[Ensayo] Katherine Mansfield: La clarividencia de ver a la muerte recostada

Se trata de una hipótesis muy manida, que pasa por las biografías de Moliere, Chejov, Kafka, Thomas Bernhard, por citar solo a los tuberculosos, pero que también transita por las existencias de Dostoievski, Proust, Flannery O’Connor y de Roberto Bolaño: la lucidez creativa que concede contemplar el hecho de dejar de vivir, al lado mismo de nuestra almohada.

Por Leonel González de León

Publicado el 11.1.2023

Katherine Mansfield (nacida de apellido Beuchamp en Nueva Zelanda en 1888), fue hija de un padre comerciante y una matriarca y se crio en una casa mujeres (esto se ve en Marriage a la móde, de 1908). Reniega desde joven de su identidad colonial y salta a la metrópoli a la primera oportunidad, buscando: «empujarlo todo tan lejos como sea posible».

A los trece años se muda a Londres, donde se enamora de la figura de Oscar Wilde. Aprende a tocar violín y cello e interpreta papeles secundarios en el teatro. Por decisión de sus padres debe volver a Nueva Zelanda, provincia sin roce literario, echando a perder sus ilusiones artísticas.

La vida familiar le aburre y convence a sus padres para volver a Londres. Publica en periódicos y revistas, y en 1911 aparece En una pensión alemana, su primer éxito.

Aquí empieza a mostrarse mordaz ante la sociedad burguesa (Flaubert es una constante en sus notas de lectura), con un estilete amargo para penetrar la hipocresía de la clase acomodada. Este volumen le valió algunos comentarios en los círculos literarios de Londres, circulando de mano en mano en plaquettes autoeditados.

Lesbiana precoz, bisexual más adelante y siempre poeta: colofón a una personalidad extravagante. En sus veintes se embaraza y aborta, para su alivio, aunque luego lo lamenta. En esa época se contagia de gonorrea, que la vuelve infértil, además de dejarle episodios repetidos de artritis que limitarán su movilidad, como un primer contacto con la enfermedad, que será una ruta constante: en 1911 se le detecta un derrame pleural, primera manifestación de la tuberculosis, con la que vivirá durante once años.

Se casa con John Middleton Murry, poeta, editor y crítico muy respetado, con suficientes contactos para generar un buen lobby. Esto le dará beneficios póstumos, incluso. Son una de las parejas más sonadas en la rosca literaria del Londres de 1915, siempre a la moda y en la jugada.

Fueron muy cercanos a D.H. Lawrence y a su esposa, con quienes hicieron el experimento de vivir las dos parejas en producto cartesiano. Convive y se cartea con los Huxley, los Woolf y con Bertrand Russell. Siempre recordará los almuerzos dominicales del grupo, igual que las cenas de Navidad, aunque a veces deseaba escapar de todo aquello.

 

Los montajes de John Middleton Murry

A medias de la introducción a sus Diarios, publicados por primera vez en 1927, John Middleton Murry, viudo y heredero, confiesa que le resulta difícil evaluarla en forma crítica. De ahí la necesidad de crearse un «ángel de la guarda» que lo acompañe tras la muerte de su amada. Se la inventa y la materializa a través del volumen editado por él.

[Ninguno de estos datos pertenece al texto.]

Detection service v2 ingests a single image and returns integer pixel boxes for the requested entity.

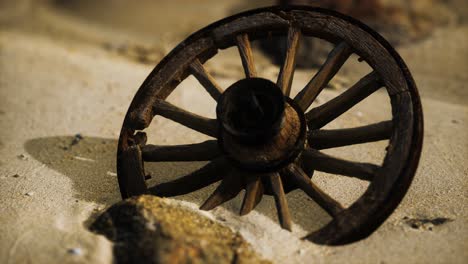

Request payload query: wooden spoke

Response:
[141,140,221,161]
[284,163,344,217]
[153,99,218,137]
[276,27,301,96]
[306,72,383,129]
[268,173,292,231]
[118,145,146,198]
[294,42,352,111]
[200,169,243,211]
[240,175,263,215]
[236,34,257,78]
[149,158,232,197]
[190,59,223,101]
[307,121,393,149]
[302,149,380,181]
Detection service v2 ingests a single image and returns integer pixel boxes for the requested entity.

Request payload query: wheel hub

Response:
[216,78,306,172]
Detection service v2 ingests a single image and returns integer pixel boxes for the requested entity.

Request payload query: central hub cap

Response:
[216,78,306,172]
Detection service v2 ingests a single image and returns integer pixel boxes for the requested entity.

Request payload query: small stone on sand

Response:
[67,248,83,256]
[18,154,28,160]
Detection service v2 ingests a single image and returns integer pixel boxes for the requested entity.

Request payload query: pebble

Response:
[70,133,83,146]
[74,156,95,162]
[17,154,28,160]
[107,171,117,177]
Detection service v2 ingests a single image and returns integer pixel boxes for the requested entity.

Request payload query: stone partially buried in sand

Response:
[90,195,269,263]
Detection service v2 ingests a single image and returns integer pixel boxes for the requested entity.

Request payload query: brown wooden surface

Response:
[117,8,423,244]
[294,41,352,111]
[240,175,263,215]
[302,149,379,181]
[306,72,382,129]
[307,121,393,149]
[153,100,218,137]
[190,59,223,101]
[276,26,301,96]
[149,157,232,197]
[141,140,221,161]
[268,173,292,231]
[200,170,243,210]
[119,146,146,196]
[284,163,344,217]
[236,34,257,78]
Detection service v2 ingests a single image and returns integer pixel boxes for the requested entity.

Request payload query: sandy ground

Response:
[0,1,468,263]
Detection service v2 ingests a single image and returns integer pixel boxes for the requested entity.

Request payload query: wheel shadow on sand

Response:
[25,136,330,231]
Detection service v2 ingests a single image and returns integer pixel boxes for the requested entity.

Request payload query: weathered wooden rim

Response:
[117,6,423,245]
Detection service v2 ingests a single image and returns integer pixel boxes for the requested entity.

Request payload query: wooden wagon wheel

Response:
[117,7,423,244]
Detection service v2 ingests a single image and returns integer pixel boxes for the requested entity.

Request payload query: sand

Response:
[0,1,468,263]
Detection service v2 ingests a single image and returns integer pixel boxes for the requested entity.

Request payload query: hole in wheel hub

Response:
[216,78,306,172]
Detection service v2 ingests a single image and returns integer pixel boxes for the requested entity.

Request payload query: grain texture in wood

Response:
[149,157,232,197]
[285,163,344,217]
[307,121,393,149]
[306,72,383,129]
[302,149,380,181]
[190,59,223,101]
[268,173,292,231]
[153,99,218,137]
[276,26,301,96]
[200,170,243,211]
[294,41,352,111]
[141,140,221,162]
[240,175,263,215]
[236,34,257,78]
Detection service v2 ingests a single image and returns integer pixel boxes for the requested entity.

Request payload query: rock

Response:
[90,195,268,263]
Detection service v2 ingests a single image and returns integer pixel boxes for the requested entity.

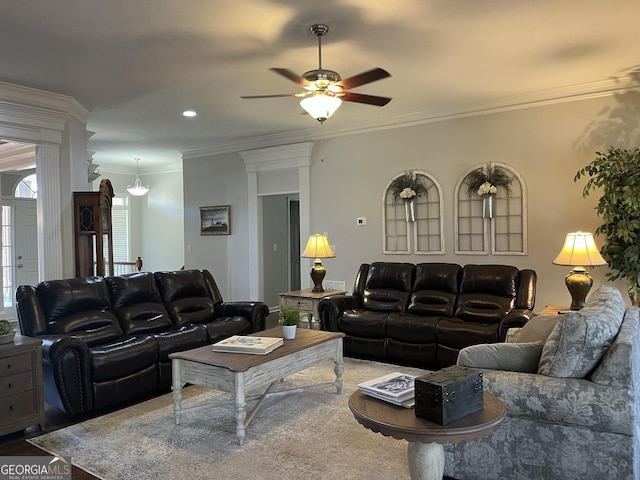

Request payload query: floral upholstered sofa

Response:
[445,286,640,480]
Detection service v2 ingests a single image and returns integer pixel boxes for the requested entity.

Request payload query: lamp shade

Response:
[302,233,335,258]
[302,233,335,293]
[300,93,342,123]
[553,232,607,267]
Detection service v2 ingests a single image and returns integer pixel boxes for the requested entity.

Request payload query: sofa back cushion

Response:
[407,263,462,317]
[154,270,215,327]
[35,277,123,346]
[454,265,519,323]
[538,285,625,378]
[105,272,173,335]
[363,262,415,312]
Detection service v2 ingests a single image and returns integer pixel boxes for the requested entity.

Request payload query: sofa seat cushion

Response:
[538,285,626,378]
[483,370,634,436]
[340,309,389,338]
[454,293,515,323]
[153,325,209,362]
[515,315,562,344]
[436,318,499,349]
[35,277,124,346]
[407,290,456,317]
[202,316,253,343]
[387,313,438,343]
[105,272,173,336]
[363,262,415,312]
[458,342,544,373]
[90,335,158,382]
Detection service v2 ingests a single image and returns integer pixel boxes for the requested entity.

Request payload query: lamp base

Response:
[564,267,593,310]
[310,258,327,293]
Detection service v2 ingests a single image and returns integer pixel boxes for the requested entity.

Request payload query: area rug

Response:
[28,358,425,480]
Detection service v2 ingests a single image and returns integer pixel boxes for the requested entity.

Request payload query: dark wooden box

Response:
[415,365,483,425]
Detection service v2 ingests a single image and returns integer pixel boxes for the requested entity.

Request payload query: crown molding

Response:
[0,82,89,124]
[180,75,640,160]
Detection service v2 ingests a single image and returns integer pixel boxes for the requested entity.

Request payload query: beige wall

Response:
[184,90,640,309]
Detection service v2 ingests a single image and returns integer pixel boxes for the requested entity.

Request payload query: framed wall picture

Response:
[200,205,231,235]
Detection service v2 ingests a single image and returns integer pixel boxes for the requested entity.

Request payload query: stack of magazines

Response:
[213,335,284,355]
[358,372,416,408]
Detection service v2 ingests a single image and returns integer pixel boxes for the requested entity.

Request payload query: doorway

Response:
[261,194,300,307]
[2,198,39,318]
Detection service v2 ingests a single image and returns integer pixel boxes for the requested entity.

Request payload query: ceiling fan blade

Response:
[240,93,297,99]
[338,68,391,90]
[269,68,307,87]
[340,92,391,107]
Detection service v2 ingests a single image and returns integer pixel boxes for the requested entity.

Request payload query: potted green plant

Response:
[278,303,300,340]
[0,320,16,344]
[573,147,640,305]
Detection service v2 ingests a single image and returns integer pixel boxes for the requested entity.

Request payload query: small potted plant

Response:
[0,320,16,343]
[279,303,300,340]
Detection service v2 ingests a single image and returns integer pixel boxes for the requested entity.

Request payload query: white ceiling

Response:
[0,0,640,170]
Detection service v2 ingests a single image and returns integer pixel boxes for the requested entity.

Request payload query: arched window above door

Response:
[13,173,38,198]
[455,162,527,255]
[382,170,444,255]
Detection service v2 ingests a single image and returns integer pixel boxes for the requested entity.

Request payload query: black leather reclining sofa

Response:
[318,262,536,368]
[16,270,269,415]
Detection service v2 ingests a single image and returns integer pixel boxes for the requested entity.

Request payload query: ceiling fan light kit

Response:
[241,24,391,123]
[300,94,342,123]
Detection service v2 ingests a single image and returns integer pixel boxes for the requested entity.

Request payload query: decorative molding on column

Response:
[36,145,64,281]
[239,142,313,298]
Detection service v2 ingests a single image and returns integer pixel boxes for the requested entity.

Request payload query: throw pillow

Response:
[538,285,625,378]
[458,342,544,373]
[516,315,562,343]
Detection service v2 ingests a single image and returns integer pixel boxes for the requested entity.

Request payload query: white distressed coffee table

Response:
[169,327,344,445]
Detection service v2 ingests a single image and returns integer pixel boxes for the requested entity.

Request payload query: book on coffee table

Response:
[213,335,284,355]
[358,372,416,408]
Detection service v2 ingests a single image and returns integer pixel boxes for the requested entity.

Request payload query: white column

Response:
[36,144,64,281]
[247,170,262,298]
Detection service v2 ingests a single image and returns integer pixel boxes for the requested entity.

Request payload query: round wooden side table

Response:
[349,390,506,480]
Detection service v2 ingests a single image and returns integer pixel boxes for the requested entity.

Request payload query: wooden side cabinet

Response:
[73,179,114,277]
[0,335,46,436]
[278,288,347,328]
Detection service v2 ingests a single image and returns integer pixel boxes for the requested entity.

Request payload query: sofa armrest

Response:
[498,309,533,342]
[318,295,362,332]
[482,370,634,436]
[215,302,269,332]
[36,335,93,415]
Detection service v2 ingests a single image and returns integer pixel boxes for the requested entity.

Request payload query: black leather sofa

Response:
[16,270,269,415]
[318,262,536,368]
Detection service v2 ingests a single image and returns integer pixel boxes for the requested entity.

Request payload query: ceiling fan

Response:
[241,24,391,123]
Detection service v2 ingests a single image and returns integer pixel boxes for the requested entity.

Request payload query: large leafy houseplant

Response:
[574,147,640,305]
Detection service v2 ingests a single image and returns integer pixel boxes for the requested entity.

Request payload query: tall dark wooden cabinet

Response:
[73,179,114,277]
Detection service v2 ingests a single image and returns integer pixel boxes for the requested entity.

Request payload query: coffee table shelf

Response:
[169,328,344,445]
[349,390,506,480]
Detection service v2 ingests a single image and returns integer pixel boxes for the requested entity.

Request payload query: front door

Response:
[13,198,38,287]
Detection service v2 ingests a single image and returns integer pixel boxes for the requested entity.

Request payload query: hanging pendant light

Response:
[127,158,149,197]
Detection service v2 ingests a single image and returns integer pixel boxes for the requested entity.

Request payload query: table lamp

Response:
[553,232,607,310]
[302,233,335,292]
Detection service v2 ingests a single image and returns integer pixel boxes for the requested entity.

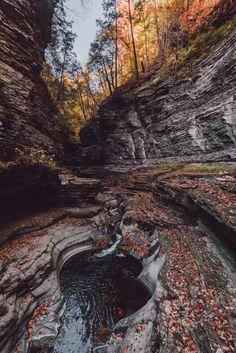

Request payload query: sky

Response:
[66,0,102,64]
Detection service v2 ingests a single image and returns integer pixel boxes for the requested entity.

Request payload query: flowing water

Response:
[53,253,150,353]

Al hablar de la publicación póstuma, existe otro rasgo común: la manipulación, tal como hizo Max Brod con Franz Kafka. Aquí son valiosas las investigaciones de la argentina Eleonora González Capria en el estudio previo a Sopa de ciruela, recopilación de los cuadernos de Mansfield publicada en 2022 en Buenos Aires.

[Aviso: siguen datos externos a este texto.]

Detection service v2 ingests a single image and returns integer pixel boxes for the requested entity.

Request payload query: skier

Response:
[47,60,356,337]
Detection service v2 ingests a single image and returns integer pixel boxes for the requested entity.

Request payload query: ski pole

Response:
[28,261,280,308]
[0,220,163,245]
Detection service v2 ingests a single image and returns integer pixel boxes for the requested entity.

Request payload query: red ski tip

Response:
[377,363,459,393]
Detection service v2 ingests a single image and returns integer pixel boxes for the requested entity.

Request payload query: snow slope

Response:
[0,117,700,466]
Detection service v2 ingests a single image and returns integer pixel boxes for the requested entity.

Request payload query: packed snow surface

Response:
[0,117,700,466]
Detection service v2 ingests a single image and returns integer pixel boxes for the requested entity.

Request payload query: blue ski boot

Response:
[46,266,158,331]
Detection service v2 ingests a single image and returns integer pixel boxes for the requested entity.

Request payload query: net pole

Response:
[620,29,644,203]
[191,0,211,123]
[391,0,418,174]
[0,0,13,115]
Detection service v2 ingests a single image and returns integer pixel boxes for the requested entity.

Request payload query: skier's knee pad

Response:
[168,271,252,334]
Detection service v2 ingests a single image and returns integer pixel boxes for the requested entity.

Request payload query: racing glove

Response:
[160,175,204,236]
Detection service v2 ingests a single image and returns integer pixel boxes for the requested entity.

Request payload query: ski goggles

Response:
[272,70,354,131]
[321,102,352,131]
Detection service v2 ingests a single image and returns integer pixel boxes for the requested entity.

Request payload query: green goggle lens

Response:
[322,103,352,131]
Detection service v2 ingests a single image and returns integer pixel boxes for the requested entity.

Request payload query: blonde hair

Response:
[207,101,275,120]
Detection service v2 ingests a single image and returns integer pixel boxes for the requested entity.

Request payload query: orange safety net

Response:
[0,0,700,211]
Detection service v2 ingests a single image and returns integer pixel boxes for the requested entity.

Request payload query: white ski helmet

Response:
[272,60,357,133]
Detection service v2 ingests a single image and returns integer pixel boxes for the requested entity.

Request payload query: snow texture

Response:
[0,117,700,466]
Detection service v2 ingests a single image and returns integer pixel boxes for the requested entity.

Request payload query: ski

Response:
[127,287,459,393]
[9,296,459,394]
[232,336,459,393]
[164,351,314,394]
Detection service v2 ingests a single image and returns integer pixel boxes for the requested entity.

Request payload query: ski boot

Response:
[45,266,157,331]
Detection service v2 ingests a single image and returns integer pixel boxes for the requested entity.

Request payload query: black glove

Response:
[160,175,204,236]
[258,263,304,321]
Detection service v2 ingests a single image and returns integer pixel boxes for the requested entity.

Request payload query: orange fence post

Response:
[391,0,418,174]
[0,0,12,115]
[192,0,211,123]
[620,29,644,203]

Los diarios nunca existieron, dice Capria, y tampoco la mujer hipersensible a los pétalos de las flores del campo, agonizante cada noche e impotente ante sus proyectos inalcanzables. Hay una tergiversación, no solo la obra sino la imagen tras la publicación de los diarios que parecen ser una maniobra para crear la imagen de una mujer romántica, tocada por la enfermedad.

Es un montaje creado por Murry para perpetuar la imagen de su mujer y hacerla más comercial, a partir de una selección de fragmentos de las anotaciones que siempre llevó, una mezcla desordenada de cartas, bocetos de relatos, escenas sueltas y repetidas varias veces, telegramas, recetas de postres y listas de compras para la despensa.

Así, es difícil saber cuánto de los Diarios se debe a Murry y cuánto a Mansfield. La imagen creada por él, y reforzada por las editoriales, es etérea, queriendo presentarse él como médium del alma flotante de la difunta. Lo más creíble es el deseo de escribir y la lucha cotidiana para encontrar tiempo y concentración mientras gasta el día yendo de su cuarto a la cocina, contra la promesa de acabar un libro antes de fin de mes.

 

El lenguaje de la tuberculosis

El té, rasgo principal del colonialismo británico, aparece en todo su trabajo: cuentos, cartas, cuadernos y nouvelles están todos salpicados de Camelia sinensis, igual que de frases en francés, aunque nunca llegó a dominarlo.

Le pesan el paso del tiempo y el progreso de la enfermedad mientras gasta el tiempo en minucias. Anhela retirarse para vivir a solas en un cuarto, y que se le deje la comida en la puerta para no interrumpirla, hermanándose con Franz Kafka, otro tuberculoso impotente. Para ambos, la vocación literaria es una carga muy pesada y jamás un disfrute, sino un refugio para su incapacidad vital.

Se antoja pensar que se leyeron y que compartieron ideas del tormento de no escribir, aunque resulta imposible por los tiempos de publicación, muy posteriores a la muerte de ambos, apenas con un año de diferencia.

Aun así, en sus Diarios se respira Kafka todo el tiempo, como si las colonias del bacilo tuberculoso que carcomían sus pulmones, ella en la costa y él en el centro del continente, se comunicaran en un lenguaje ininteligible para los humanos, secreteándose, a miles de kilómetros, sobre los sueños de sus hospederos moribundos que se convertían en gusanos.

Otro diálogo que viene a la mente, por época, por abordaje a la enfermedad, por el gusto de la buena mesa y la cristalería fina, y por la francofilia que invade la obra de ambos, es con Thomas Mann, sobre todo en La montaña mágica.

Aparecen algunas frases en alemán en los cuentos de ella, como un intento de adquirir ambos idiomas e integrarse al continente, más metrópoli y menos colonia.

 

Consumida a los 30 años

A los treinta años se siente consumida, soñando con redondear su obra y apenas lográndolo. La huida temprana del hogar parece pasarle factura y se cobija en Ida Baker, a quien adopta como figura materna. Extraña a su madre, lamenta haberse pasado la vida alejándose del hogar y se arrepiente de no haber sido madre ella misma.

La muerte parece inminente y decide someterse a «cambios muy grandes». Da tumbos entre mudanzas e intentos desesperados de terapia. Vuelve a París, al Instituto Gurdieff, al hospital regido por este, un tibetano afincado que había instalado un pabellón de tuberculosis.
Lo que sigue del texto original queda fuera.